Day 1 (10.30 - 17.30 CEST): Systems modelling to address public health challenges: The What and Why.
This short course will be orientated to researchers, public health practitioners, and decision makers who may be interested in the application of systems modelling to support policy and planning decisions. Lectures will include insights from real-world applications of systems modelling to chronic disease prevention, tobacco control, infectious disease transmission and the social and economic impacts of COVID-19 on mental health. Day 1 lectures will also provide an introduction to the architecture of system dynamics modelling, followed by a step-by-step guide to its application to population dynamics and simple infectious disease models.
Day 2 (9.00 - 16.30 CEST): A deeper foray into system dynamics modelling applied to policy and planning.
Using tobacco control policy as an example, a series of lectures provide a step-by-step guide to conceptualizing, parameterizing, and calibrating a system dynamics model using research evidence and data and includes user interface design and scenario testing.
Day 3 (9.00 - 16.45 CEST): An introduction to discrete event simulation (DES) and agent-based modelling.
A series of lectures that provide a step-by-step guide to Developing DES model to support service planning (COVID-19 vaccination logistics). Demonstration of a cardiovascular disease agent based model will also introduce participants to modelling at different scales to help understand the interaction between biological to behavioural processes.

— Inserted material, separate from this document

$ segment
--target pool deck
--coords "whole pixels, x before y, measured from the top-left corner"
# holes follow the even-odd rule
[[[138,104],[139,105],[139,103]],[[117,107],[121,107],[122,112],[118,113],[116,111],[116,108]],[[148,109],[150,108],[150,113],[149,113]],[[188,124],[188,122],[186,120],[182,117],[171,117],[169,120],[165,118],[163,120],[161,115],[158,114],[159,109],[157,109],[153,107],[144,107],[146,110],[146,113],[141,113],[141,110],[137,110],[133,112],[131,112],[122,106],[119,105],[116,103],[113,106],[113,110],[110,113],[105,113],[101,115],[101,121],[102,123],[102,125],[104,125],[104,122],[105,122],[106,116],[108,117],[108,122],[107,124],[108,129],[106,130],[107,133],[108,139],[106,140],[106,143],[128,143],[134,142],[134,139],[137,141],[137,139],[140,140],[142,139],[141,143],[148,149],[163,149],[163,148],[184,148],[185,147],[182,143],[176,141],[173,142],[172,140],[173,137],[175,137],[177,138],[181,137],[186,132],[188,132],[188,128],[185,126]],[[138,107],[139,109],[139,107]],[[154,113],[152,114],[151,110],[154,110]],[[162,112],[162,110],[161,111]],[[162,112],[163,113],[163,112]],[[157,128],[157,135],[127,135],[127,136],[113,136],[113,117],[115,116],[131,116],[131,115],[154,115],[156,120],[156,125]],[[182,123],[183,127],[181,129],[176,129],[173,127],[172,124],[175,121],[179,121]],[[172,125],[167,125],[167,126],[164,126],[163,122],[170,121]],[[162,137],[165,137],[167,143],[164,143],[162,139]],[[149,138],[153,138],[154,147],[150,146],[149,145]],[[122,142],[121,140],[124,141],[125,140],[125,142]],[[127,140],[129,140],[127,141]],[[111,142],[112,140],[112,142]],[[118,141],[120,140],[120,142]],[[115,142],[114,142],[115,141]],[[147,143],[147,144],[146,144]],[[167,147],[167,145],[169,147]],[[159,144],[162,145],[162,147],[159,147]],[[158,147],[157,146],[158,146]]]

Across the three days attendees may choose to engage with the step-by-step model building process (with in person support) to build technical competency in the methods, or may simply wish to listen and understand it conceptually so as to become more informed users of systems models. For those who wish to build technical competency in the methods, we highly recommend to attend onsite.
By the end of the course participants will:
At least one facilitator will be on-site in Lugano, and some will join online. Participants are welcomed to join either on-site in Lugano, or online. In case of a change of regional policies (e.g., Covid) or personal reasons, the course could change to online.